SOMEBODY somewhere is doing a rather nice line in hot motors. The FBI wants this stopped. The annoying thing is that the felons are corrupt policemen who can bring the law to bear on anyone they take a dislike to.
So those awfully nice FBI people have called you in and given you an F40 with a neat line in bolt-on goodies.
You must drive across four states before the corrupt police officers roadblock all the exits. Your onboard computer will tell you which freeway exits to take, but will not know if the way is blocked or not.
The radar detector can tell where the nearest police car is and can be used to check for roadblocks. It is also very handy for keeping clear of honest policemen, who take extreme exception to the speed limit being exceeded by 145 mph.
The FBI has rigged the engine to explode if you do not make the checkpoint in the set time. The engine also happens to explode if you hit anything - car, lamp-post, bollard - or travel too fast for too long off the road.

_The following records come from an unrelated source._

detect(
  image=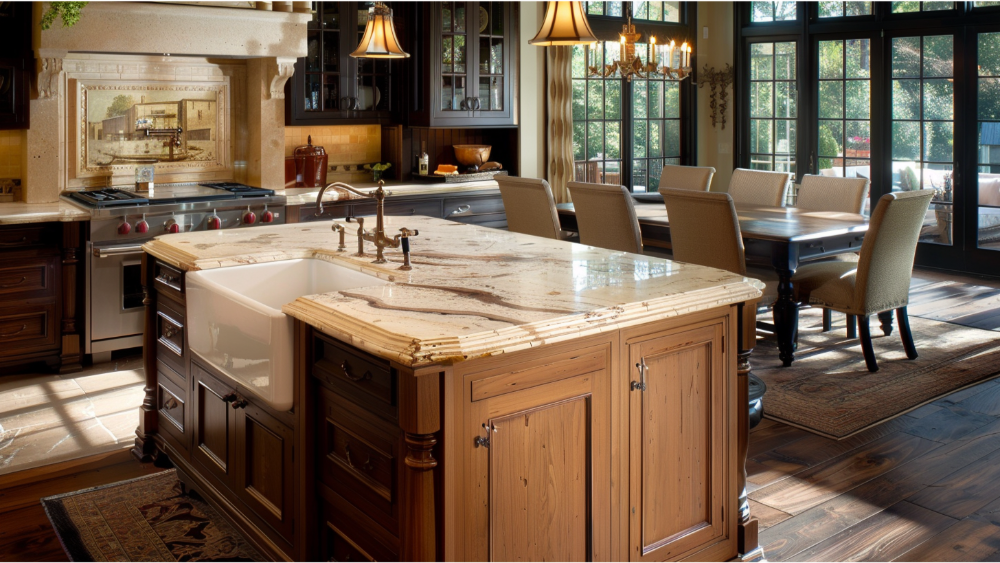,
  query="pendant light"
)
[528,0,597,47]
[351,0,410,59]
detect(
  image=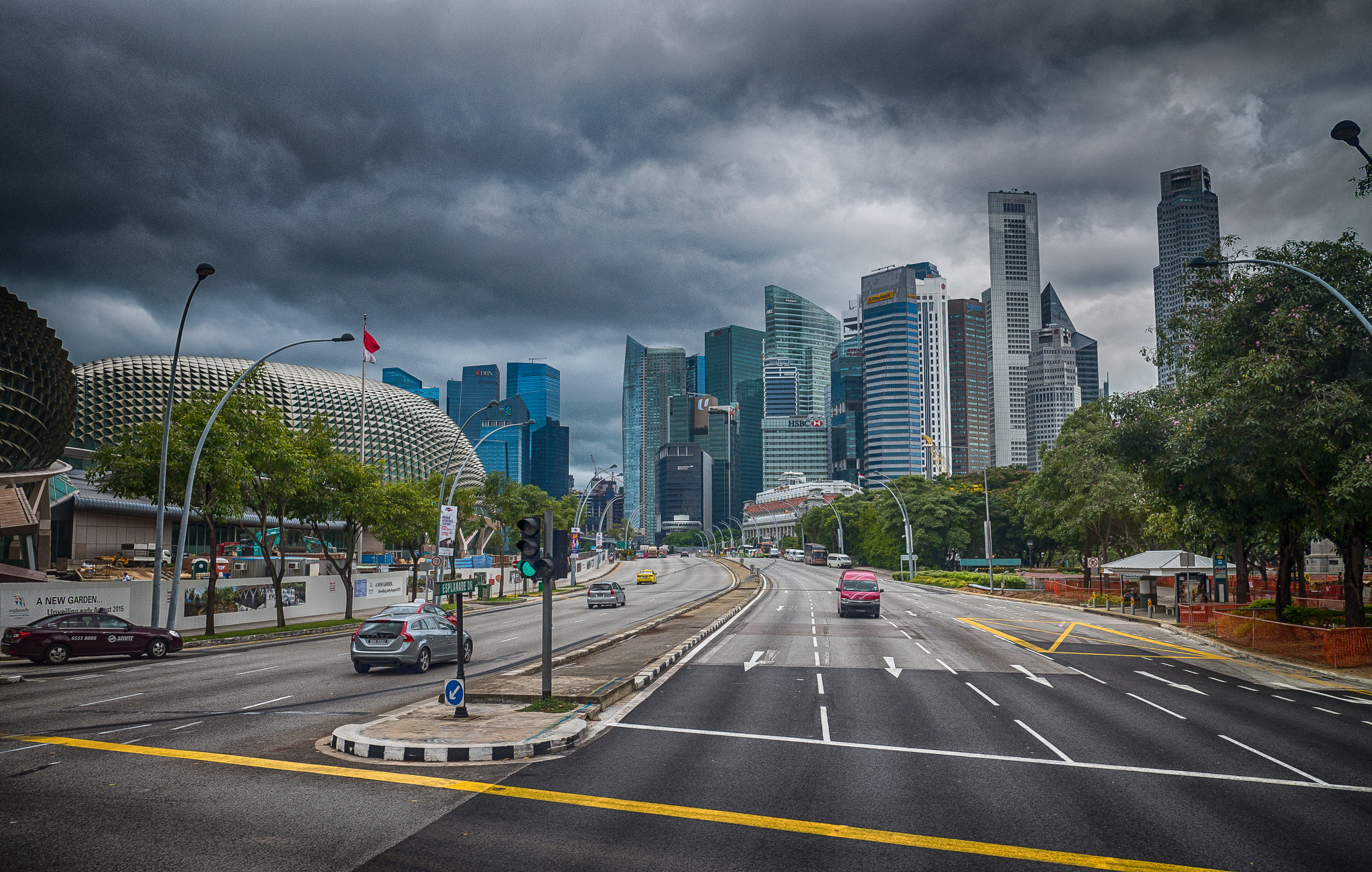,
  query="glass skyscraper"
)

And that is all there is to it.
CC2 is difficult and very frustrating. It must be the only game to give a car inertia - it becomes very easy to spin uncontrollably at high speed.
What Titus has not put into the handling is the natural way steering wheels return to their centre position. I do not know how Titus can keep a straight face when it claims that the screenshots on the box are the same as the graphics in the game. They are not, they are retouched saved screens, not ones from the game.
With the handling of an elderly 2CV, the sound of a sewing machine, and graphics which would not be noteworthy on the machine which starts with an S and ends with a T, Crazy Cars II will appeal to somebody I am sure. Possibly one for a connoisseur of the truly mediocre.